A 340 square mile installation (217,337 acres), Fort Hood is the only post in the United States capable of stationing and training two Armored Divisions. The rolling, semiarid terrain is ideal for multifaceted training and testing of military units and individuals. Located adjacent to the town of Killeen in central Texas, Fort Hood is approximately 70 miles north of Austin, 70 miles south of Waco, and 130 miles south of Dallas. Fort Hood's primary mission is the training, housing, and support of III Corps units. It is the Army's premier installation for training and deploying heavy forces, and it plays a key role in army modernization and testing of new equipment and systems.
The surrounding area is mostly rural, with several industrial complexes. The first train steamed into town in May 1882, giving birth to the city of Killeen, established by the Santa Fe Railroad and named for one of its officials, Frank P. Killeen. The railroad positioned Killeen as the central shipping point for the surrounding agricultural area. Throughout the late 1800s up to 1942, Killeen remained a small but bustling rural community of less than 2,000 residents. In 1950, Killeen's future was secured when Congress designated Camp Hood as Fort Hood, a permanent installation.

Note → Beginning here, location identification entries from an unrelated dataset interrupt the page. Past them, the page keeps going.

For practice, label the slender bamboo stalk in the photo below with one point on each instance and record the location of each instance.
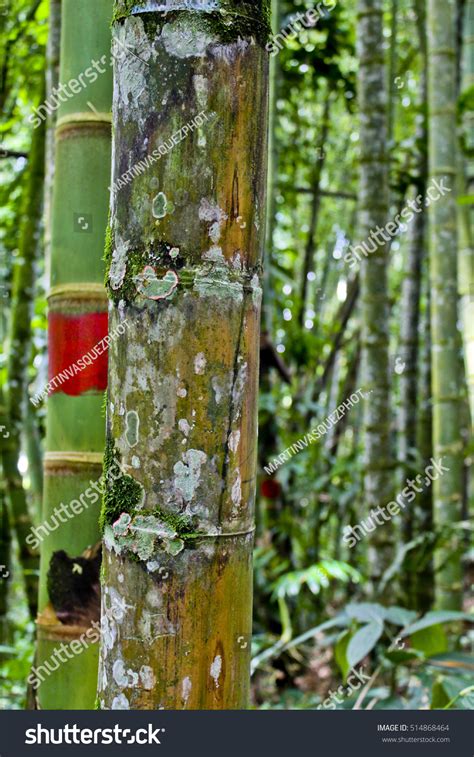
(466, 212)
(444, 313)
(24, 274)
(5, 535)
(320, 156)
(52, 82)
(77, 323)
(409, 454)
(373, 212)
(184, 271)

Fort Hood's primary mission is the training, housing, and support of III Corps units. It is the Army's premier installation for training and deploying heavy forces, and it plays a key role in army modernization and testing of new equipment and systems. Fort Hood also supports other assigned and tenant organizations, the U.S. Army Reserve, the National Guard, the Reserve Officer Training Corps, and reservists from other military services. Fort Hood is home to III Corps, 1st Cavalry Division, 4th Infantry Division, 13th Corps Support Command, and eight other brigade-sized units. There are 53 battalions stationed at the installation. This represents one-fifth of the deployable forces of the U.S. Army.
There are over 41,400 military and 3,500 Department of the Army civilians assigned to Fort Hood. The total daytime population exceeds 71,000. This population includes the military, civilians, contractors, and family members living on post. The Fort Hood-supported population, which includes retirees, survivors, and their family members, is approximately 182,600.